Whenever I saw Barkley moved his eyes from one target to the next, I saw a player who was a bit uncomfortable in doing so. So much so, it often led to him speeding up his throwing motion, causing several errant or very poor throws. In a game against Utah in 2011, he looked to his left and with plenty of time in a clean pocket, came back all the way to his right - without reading where the corner was sitting, rips a ball on the backside curl route. Problem was, the corner was sitting on it and made the easy interception. Far too many bad things are happening when Barkley is forced to move his eyes around.
Overall Outlook: Matt Barkley was one of the more difficult prospects to rank. While not blessed with incredible arm talent, does make a lot of throws I would consider NFL type throws.
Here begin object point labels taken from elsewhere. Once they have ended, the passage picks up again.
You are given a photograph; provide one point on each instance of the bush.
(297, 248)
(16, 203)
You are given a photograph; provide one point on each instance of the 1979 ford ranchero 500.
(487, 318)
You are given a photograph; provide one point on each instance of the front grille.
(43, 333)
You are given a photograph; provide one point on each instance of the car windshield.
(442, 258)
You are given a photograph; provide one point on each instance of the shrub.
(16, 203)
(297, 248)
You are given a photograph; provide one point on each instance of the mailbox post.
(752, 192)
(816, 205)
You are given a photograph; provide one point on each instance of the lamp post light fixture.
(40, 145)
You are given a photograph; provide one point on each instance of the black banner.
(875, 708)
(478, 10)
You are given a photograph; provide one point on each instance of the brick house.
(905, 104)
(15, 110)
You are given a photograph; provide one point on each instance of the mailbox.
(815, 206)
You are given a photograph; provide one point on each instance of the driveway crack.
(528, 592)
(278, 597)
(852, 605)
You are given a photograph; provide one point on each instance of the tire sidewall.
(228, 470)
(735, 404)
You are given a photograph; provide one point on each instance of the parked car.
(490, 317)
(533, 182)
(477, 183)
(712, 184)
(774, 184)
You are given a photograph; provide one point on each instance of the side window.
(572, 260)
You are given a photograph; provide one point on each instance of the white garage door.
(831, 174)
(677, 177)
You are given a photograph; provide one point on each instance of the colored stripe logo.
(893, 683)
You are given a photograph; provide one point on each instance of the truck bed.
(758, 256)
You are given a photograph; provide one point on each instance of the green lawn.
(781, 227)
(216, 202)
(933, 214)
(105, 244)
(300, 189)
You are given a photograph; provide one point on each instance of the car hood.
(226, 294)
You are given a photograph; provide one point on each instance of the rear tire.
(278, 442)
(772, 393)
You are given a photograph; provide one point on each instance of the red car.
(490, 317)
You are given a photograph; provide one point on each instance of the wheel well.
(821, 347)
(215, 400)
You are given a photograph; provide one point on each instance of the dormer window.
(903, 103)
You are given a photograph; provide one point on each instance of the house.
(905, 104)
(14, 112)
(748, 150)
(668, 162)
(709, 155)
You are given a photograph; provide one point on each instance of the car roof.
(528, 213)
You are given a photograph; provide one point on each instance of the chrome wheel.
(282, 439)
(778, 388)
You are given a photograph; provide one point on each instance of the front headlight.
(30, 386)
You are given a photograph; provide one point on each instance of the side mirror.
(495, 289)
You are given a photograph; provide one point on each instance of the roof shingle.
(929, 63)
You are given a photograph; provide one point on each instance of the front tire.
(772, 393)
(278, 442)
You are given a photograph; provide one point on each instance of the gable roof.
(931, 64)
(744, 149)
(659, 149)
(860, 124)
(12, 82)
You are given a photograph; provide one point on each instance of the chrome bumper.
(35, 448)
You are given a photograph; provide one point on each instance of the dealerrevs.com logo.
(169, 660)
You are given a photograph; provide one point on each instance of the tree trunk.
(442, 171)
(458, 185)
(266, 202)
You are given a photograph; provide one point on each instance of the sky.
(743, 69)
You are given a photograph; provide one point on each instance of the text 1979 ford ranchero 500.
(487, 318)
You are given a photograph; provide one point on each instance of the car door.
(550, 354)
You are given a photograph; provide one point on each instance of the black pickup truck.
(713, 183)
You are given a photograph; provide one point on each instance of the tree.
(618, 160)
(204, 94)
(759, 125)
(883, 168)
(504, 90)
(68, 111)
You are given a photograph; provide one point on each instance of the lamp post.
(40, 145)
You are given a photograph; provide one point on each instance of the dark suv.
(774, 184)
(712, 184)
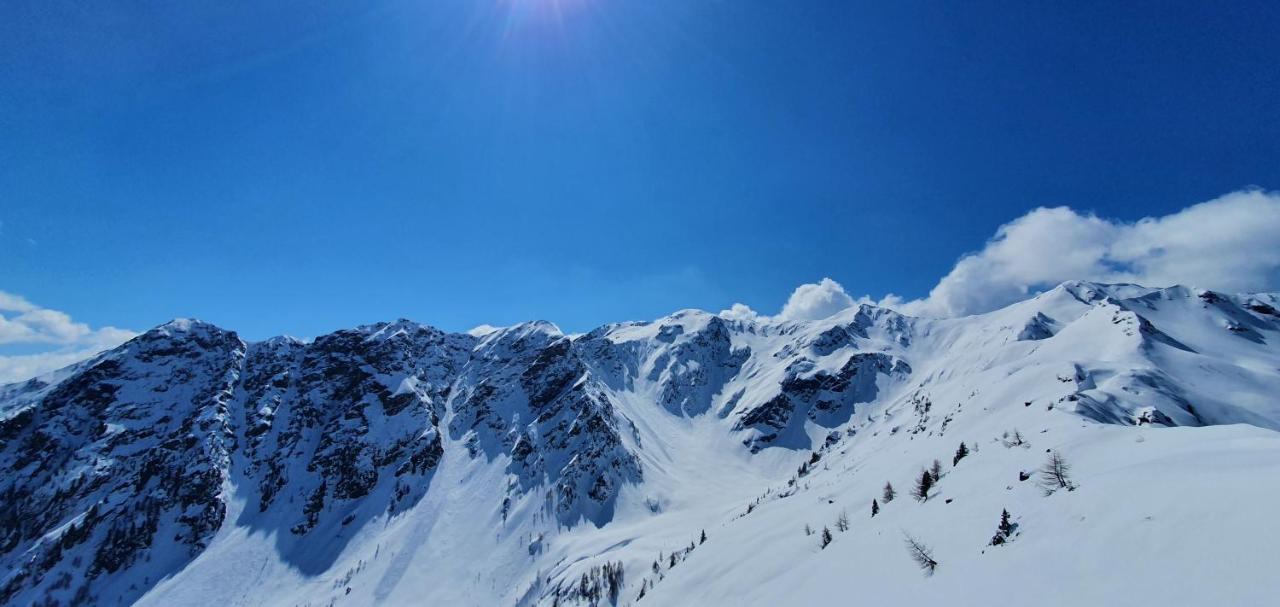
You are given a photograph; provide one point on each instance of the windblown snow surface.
(400, 465)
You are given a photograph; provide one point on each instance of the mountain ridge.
(191, 433)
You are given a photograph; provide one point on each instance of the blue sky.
(315, 165)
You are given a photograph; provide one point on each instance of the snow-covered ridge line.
(361, 466)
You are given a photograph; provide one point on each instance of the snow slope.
(396, 464)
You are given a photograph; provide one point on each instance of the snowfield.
(691, 460)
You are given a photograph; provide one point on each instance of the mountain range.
(1092, 445)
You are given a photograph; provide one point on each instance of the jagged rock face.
(826, 398)
(127, 453)
(529, 395)
(360, 407)
(128, 465)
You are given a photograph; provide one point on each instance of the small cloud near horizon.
(1226, 243)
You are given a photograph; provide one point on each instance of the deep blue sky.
(297, 169)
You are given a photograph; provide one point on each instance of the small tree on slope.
(920, 553)
(922, 487)
(1005, 532)
(1056, 474)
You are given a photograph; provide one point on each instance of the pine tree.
(1005, 530)
(922, 487)
(1056, 474)
(920, 553)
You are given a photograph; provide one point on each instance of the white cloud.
(740, 311)
(1228, 243)
(816, 301)
(812, 301)
(63, 341)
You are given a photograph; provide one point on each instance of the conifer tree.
(1005, 530)
(1056, 474)
(922, 555)
(922, 487)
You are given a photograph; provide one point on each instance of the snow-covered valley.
(691, 460)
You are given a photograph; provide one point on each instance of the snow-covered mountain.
(691, 460)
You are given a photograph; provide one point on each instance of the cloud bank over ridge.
(1228, 243)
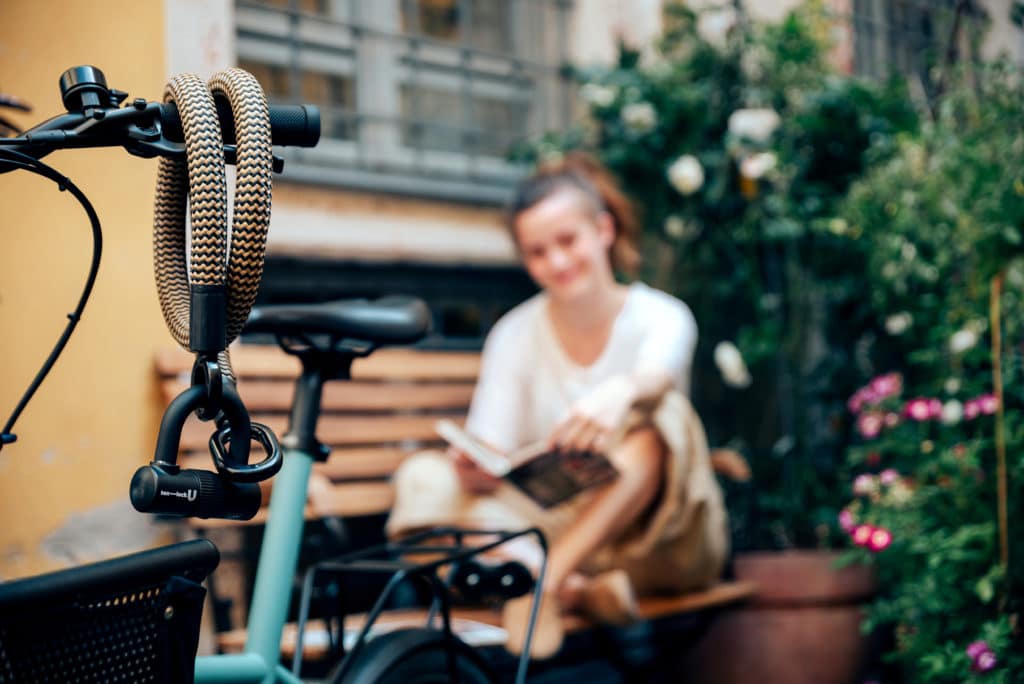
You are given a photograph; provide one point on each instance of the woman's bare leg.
(640, 460)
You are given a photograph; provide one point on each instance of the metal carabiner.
(220, 441)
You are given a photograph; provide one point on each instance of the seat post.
(316, 369)
(280, 551)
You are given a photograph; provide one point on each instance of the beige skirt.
(680, 544)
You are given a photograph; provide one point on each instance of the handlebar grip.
(297, 125)
(199, 494)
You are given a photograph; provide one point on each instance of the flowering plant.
(738, 141)
(921, 472)
(939, 455)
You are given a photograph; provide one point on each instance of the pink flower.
(880, 540)
(886, 385)
(987, 403)
(985, 661)
(919, 409)
(976, 648)
(972, 409)
(846, 521)
(889, 475)
(982, 656)
(864, 484)
(861, 535)
(869, 424)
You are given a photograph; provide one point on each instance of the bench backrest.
(371, 423)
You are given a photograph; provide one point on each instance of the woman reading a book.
(587, 365)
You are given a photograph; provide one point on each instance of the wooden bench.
(385, 413)
(372, 423)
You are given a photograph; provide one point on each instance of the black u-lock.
(231, 493)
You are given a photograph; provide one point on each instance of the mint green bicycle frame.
(272, 592)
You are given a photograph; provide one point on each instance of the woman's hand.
(474, 479)
(595, 417)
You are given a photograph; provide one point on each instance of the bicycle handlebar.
(95, 119)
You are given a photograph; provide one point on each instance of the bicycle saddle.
(385, 321)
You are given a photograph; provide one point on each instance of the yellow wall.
(94, 419)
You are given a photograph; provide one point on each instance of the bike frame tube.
(239, 669)
(278, 559)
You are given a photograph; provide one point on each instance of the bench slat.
(269, 361)
(344, 500)
(336, 430)
(275, 395)
(344, 464)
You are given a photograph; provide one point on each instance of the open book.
(549, 477)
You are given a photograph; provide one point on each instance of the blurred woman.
(588, 364)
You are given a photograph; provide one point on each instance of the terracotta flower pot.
(802, 627)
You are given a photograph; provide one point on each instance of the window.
(911, 37)
(417, 96)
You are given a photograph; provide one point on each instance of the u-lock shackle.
(232, 492)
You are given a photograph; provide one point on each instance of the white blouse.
(527, 384)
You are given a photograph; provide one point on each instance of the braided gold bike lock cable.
(198, 185)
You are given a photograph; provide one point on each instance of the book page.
(489, 460)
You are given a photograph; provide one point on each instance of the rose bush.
(738, 142)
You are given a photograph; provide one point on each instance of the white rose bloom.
(730, 364)
(639, 117)
(758, 165)
(675, 226)
(598, 95)
(952, 412)
(756, 125)
(898, 324)
(714, 26)
(686, 174)
(963, 340)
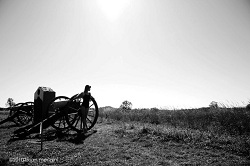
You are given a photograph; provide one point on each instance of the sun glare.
(112, 9)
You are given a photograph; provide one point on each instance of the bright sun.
(112, 9)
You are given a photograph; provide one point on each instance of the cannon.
(66, 113)
(21, 114)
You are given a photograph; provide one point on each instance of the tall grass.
(233, 121)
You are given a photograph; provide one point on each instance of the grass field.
(139, 137)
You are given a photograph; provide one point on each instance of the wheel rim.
(74, 118)
(55, 106)
(13, 110)
(26, 113)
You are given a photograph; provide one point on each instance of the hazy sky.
(154, 53)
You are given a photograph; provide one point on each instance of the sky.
(153, 53)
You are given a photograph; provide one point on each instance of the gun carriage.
(21, 113)
(62, 113)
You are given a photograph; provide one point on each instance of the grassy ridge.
(233, 121)
(220, 128)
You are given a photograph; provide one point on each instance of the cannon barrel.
(60, 104)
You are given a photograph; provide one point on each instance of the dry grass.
(127, 142)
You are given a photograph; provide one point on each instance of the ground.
(113, 143)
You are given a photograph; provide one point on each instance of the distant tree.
(10, 102)
(213, 104)
(127, 105)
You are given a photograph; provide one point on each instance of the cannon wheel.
(26, 111)
(13, 110)
(73, 116)
(60, 123)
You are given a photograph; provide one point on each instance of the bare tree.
(127, 105)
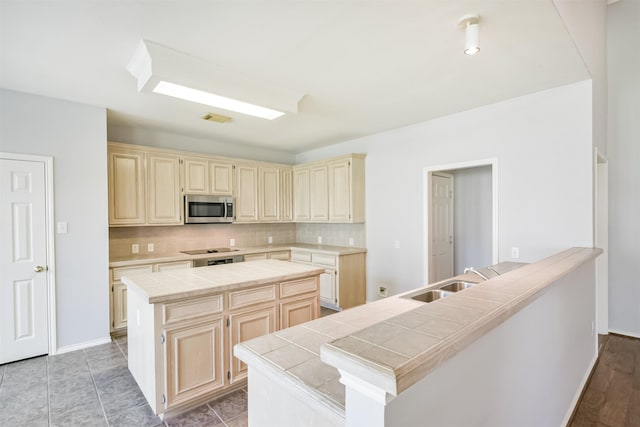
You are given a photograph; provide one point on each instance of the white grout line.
(48, 392)
(95, 387)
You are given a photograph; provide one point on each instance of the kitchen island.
(516, 349)
(183, 324)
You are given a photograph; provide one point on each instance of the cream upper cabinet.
(196, 175)
(163, 189)
(286, 194)
(301, 209)
(246, 205)
(221, 177)
(319, 193)
(126, 186)
(269, 193)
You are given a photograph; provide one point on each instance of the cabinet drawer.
(123, 271)
(300, 256)
(322, 259)
(246, 297)
(297, 287)
(185, 310)
(282, 255)
(176, 265)
(255, 257)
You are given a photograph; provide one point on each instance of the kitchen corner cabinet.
(343, 284)
(246, 192)
(330, 191)
(205, 175)
(144, 186)
(118, 300)
(126, 170)
(181, 353)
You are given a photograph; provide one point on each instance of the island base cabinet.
(245, 326)
(297, 311)
(193, 357)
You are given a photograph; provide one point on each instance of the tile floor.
(93, 387)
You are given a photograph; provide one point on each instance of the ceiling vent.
(218, 118)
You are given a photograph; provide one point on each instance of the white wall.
(75, 136)
(544, 149)
(163, 139)
(586, 22)
(472, 218)
(528, 371)
(624, 170)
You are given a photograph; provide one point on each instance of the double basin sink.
(447, 288)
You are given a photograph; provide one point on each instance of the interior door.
(23, 253)
(441, 266)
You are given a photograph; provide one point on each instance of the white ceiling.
(365, 66)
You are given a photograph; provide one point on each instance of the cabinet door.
(163, 183)
(196, 176)
(194, 360)
(340, 191)
(286, 194)
(246, 326)
(296, 311)
(119, 308)
(126, 187)
(301, 186)
(319, 189)
(221, 178)
(328, 287)
(269, 194)
(246, 193)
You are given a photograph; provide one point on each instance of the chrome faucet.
(473, 270)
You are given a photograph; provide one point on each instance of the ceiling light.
(471, 26)
(206, 98)
(162, 70)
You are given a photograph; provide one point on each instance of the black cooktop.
(208, 251)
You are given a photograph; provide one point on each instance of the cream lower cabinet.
(343, 284)
(118, 300)
(181, 353)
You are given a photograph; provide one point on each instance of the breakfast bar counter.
(394, 361)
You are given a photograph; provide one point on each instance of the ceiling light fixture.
(471, 26)
(165, 71)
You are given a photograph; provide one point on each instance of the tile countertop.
(167, 286)
(131, 260)
(396, 341)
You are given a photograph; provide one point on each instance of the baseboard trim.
(628, 334)
(576, 399)
(86, 344)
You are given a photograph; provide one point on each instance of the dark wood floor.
(612, 396)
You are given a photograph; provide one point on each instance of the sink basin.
(457, 286)
(429, 296)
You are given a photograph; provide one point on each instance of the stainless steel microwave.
(205, 209)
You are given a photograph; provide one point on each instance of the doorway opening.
(460, 218)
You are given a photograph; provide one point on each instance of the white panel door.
(441, 266)
(23, 254)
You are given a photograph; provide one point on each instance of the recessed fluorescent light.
(206, 98)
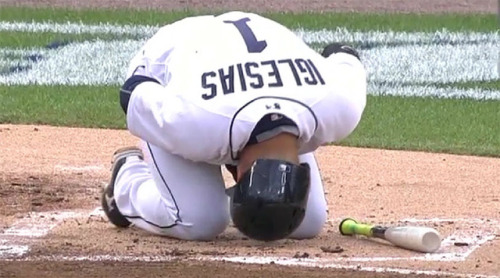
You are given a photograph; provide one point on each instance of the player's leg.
(172, 196)
(316, 210)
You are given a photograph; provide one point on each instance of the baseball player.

In fact, the only reason he is ranked this high on my list, was simply the volume of throws I was impressed with by when throwing from a clean pocket. He even makes some throws that some quarterbacks playing on Sundays can’t make. His accuracy when throwing on time is not a problem, whatsoever, and with his very good mind for the game, I expect him to be a second round choice.
Be careful though with high expectations out of the gate for Barkley. I am not seeing a player who can come in right away and be a difference maker. If he was asked to play in 2013, it better be in a West Coast offense that can allow him to make quick decisions. If the Southern Cal coaching staff wasn’t asking Barkley to run a very complicated offense, I can only assume they didn’t because they realized his physical limitations. Those limitations being: his under-developed ability to successfully go through his progressions and his lack of arm strength when trying to make throws outside the play’s design. While some quarterbacks are comfortable throwing from different platforms and can still complete passes throwing off their back foot, I don’t believe Barkley will ever be that guy. Right now, he is a guy who should be taking a sack instead of throwing any type of pass out of the rhythm. His upside is limited for this very reason.